I remember very little about the fall of the Berlin Wall. Being 14 years old way back in 1989, I was far more concerned with comics, DJing in pubs (I started young) and girls. One thing I do recall is watching the video footage of the people standing on top of the wall itself, dancing away with pickaxes in hand, and the seminal shot of that chunk of concrete being pulled down. Since then, the world has moved on – the Wall itself is now just another tourist attraction and the struggle for freedom has headed into Africa.
Looking into the events that occurred in Berlin back at the end of the eighties is something that should be checked out by everyone. It’s the idea of people triumphing against The State that appeals to everyone, especially one Ted Torgerson who thought it such an interesting and turbulent time that he took one of his favourite games – Twilight Struggle – and rebuilt it from the ground up to replicate the fight between the Communist East and Democratic West.

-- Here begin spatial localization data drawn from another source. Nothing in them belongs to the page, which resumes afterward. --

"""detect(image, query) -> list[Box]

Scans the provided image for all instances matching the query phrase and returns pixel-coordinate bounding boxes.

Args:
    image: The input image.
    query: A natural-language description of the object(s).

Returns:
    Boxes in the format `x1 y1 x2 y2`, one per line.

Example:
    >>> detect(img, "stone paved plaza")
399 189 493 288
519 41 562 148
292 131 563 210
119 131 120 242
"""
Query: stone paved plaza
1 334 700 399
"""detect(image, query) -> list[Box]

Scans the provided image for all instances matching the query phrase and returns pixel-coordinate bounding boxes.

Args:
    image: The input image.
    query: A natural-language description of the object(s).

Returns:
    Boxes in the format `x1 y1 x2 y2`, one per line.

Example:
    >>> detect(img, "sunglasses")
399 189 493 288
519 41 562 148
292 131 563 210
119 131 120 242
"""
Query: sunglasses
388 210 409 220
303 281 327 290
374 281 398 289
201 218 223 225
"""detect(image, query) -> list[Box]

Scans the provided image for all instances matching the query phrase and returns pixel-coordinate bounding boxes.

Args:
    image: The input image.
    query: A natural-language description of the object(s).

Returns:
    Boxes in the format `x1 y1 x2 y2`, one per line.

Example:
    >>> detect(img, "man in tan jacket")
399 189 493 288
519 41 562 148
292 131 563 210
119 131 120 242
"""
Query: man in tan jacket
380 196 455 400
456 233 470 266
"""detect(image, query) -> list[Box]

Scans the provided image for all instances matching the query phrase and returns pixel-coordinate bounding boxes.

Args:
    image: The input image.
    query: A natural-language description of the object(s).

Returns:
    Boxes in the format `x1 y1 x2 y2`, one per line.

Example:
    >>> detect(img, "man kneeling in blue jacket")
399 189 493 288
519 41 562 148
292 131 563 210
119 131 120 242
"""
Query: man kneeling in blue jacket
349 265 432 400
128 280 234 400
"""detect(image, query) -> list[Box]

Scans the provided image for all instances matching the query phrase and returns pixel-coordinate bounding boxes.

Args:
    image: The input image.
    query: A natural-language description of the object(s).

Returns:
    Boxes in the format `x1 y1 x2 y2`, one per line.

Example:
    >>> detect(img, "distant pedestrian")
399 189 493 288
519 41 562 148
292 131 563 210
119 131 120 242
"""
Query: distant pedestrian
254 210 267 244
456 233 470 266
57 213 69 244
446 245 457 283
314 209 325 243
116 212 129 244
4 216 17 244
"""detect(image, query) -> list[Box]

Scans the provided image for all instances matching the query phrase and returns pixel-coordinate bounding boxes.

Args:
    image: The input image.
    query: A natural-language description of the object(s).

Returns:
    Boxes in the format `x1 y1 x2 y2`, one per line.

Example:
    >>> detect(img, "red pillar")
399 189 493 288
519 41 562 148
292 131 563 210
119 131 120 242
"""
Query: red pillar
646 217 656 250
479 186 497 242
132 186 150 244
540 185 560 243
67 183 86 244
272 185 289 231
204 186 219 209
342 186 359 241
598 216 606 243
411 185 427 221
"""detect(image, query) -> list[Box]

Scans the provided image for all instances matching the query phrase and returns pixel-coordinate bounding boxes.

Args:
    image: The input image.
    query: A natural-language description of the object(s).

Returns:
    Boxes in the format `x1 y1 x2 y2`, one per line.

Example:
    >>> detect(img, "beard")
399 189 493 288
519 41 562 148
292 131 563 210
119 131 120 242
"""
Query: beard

For a more detailed chat about how he did it, check out episode 37 of The Little Metal Dog Show where I talked with Ted all about how the game came to be, but for now, here’s my thoughts on 1989: Dawn of Freedom.
The first thing you’ll notice when you crack open the box (assuming you have any experience of Twilight Struggle) is how familiar feeling it all is. Production throughout is of the usual high GMT quality that we see with all their releases these days with a huge mounted board, plenty of solid feeling cardboard chits and some very nicely put together cards. Then, of course, there’s the mildly terrifying rulebook. Never the friendliest element of a GMT release, flicking through it may make newbies want to put everything back in the box and leave it alone. Fight that temptation. 1989 is worth the work you’ll need to put in.

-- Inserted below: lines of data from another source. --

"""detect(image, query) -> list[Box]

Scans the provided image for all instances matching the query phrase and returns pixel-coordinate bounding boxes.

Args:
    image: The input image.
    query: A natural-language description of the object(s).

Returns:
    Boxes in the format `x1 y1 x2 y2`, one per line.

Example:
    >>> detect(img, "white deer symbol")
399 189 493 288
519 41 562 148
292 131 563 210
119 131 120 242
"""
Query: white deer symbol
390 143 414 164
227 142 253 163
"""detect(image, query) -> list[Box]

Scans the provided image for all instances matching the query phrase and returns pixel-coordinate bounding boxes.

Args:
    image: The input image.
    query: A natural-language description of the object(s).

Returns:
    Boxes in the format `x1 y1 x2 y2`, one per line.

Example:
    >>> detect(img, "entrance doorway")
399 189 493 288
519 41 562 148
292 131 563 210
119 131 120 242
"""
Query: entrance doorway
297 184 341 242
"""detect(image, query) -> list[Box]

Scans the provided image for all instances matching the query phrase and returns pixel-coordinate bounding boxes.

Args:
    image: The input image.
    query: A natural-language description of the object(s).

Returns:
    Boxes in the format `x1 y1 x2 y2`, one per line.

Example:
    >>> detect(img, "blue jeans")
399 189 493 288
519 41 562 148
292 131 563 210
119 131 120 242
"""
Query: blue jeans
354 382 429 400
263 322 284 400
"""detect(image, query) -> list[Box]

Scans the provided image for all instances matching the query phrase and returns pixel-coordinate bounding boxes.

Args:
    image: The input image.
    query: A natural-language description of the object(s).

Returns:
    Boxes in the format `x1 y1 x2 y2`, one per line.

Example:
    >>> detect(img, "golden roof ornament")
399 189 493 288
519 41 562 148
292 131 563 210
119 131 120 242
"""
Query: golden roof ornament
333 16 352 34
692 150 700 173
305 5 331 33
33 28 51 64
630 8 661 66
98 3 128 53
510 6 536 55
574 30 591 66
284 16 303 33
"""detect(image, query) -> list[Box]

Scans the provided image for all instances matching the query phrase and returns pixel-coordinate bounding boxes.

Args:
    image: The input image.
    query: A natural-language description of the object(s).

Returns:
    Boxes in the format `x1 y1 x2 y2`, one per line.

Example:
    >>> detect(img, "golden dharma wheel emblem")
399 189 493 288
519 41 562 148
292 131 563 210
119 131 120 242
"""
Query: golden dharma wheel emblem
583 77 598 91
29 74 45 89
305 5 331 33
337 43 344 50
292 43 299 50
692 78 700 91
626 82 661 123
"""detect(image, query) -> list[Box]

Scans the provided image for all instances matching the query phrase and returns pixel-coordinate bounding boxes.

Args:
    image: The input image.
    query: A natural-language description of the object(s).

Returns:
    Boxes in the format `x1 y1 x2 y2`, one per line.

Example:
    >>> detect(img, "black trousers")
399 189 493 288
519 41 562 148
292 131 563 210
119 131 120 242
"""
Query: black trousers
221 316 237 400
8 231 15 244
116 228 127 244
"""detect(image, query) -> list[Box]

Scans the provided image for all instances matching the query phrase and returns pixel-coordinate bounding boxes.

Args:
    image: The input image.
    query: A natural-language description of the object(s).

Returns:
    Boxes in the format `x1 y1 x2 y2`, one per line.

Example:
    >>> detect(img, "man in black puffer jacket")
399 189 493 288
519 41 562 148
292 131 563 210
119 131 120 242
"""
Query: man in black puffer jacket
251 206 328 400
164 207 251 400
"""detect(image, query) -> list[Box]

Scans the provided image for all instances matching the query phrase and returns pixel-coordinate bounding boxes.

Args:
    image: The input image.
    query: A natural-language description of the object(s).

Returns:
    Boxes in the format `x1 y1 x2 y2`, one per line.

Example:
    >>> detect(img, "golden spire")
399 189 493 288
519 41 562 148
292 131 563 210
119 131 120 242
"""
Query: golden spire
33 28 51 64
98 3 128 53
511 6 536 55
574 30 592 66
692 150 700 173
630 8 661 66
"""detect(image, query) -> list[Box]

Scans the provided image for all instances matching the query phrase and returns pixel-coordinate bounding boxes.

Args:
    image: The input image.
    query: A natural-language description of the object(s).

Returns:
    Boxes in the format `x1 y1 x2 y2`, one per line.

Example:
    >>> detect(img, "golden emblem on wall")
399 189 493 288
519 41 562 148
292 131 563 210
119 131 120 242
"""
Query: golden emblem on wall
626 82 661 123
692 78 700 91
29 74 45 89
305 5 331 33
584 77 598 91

The premise is simple. Two players face off in a battle to gain or retain control over the countries of Eastern Europe. The Communist player is desperately trying to cling on to power in the six countries in which the game is played, while the Democratic side wheedles their way in with tales of freedom and Big Macs. The whole game runs in essentially the same way as TS with both players using cards from their hands to do one of two things; first, each card represents an event that focuses on one of the players – no matter who puts it down, the event will trigger, meaning that if you’ve got a handful of cards aimed at your opposite number, you’re in for a bad time… Thankfully the cards are pretty well balanced, meaning that you’ll invariably end up playing an equal(ish) amount of events per side.
The second thing is that cards grant you the ability to place Support Points. This is signified by the number in the top left corner and shows represents the amount of influence you can spread around the board. As the game progresses, both sides will struggle for control of cities and areas in the different countries, hopefully being the leading power when the scoring card for that area comes out. With the main focus of the game being on gaining victory points, being dominant in a country at the right time is crucial but by no means a guarantee of winning – especially if you’re the Democratic player. At the very end of the game, the Communist player gets a hefty amount of bonus points dependent on how many countries are still under their rule, so it often comes down to the very end.
While both players are fighting for to promote their way of life on the map, there’s also another area that needs to be monitored; the Tiananmen Square track. Investment of your cards will prove most beneficial to you, bestowing bonuses to your cards and dice rolls – as long as you remain in the lead. As with everything in Dawn of Freedom, everything is delicately balanced… going for a push on the track to try and gain some advantage could leave you well open to being ruined on the board.
And that is exactly what makes 1989: Dawn of Freedom such an incredible game. Sure, some may see it as a reskin of the masterpiece that is Twilight Struggle, but that’s so far away from the reality. While it’s true that they both share the same heritage, they’re telling two entirely different stories, filled with two separate sets of events that come together to create a pair of wonderful games. It may look utterly terrifying, but once you choose to invest some time in the game you’ll realise that it’s actually rather straightforward. The true skill comes in the bluff and double bluff of pressing your influence at the right time, looking for that gap in the opponent’s armour that you can exploit when they’re not expecting it.
It’s a game that will reward multiple plays, especially if you manage to put together a series with a regular opponent. While everything in Dawn of Freedom is built around the events of over twenty years ago, you’ll be creating a story of your own as you both learn the intricacies of the game. Now, while I don’t believe that this will usurp Twilight Struggle’s position as one of BGG’s finest, I am sure that it will run it close as time goes on. Already regarded as an excellent release from GMT mere weeks after its release, 1989: Dawn of Freedom’s reputation can only mature as more and more people get to try it out.
1989: Dawn of Freedom is a co-creation between Ted Torgerson and Jason Matthews, released by GMT in 2012. It plays strictly with two players, with your average game taking around three hours. If you want a copy for yourself, you’ll be looking to pay £40.99 from Gameslore.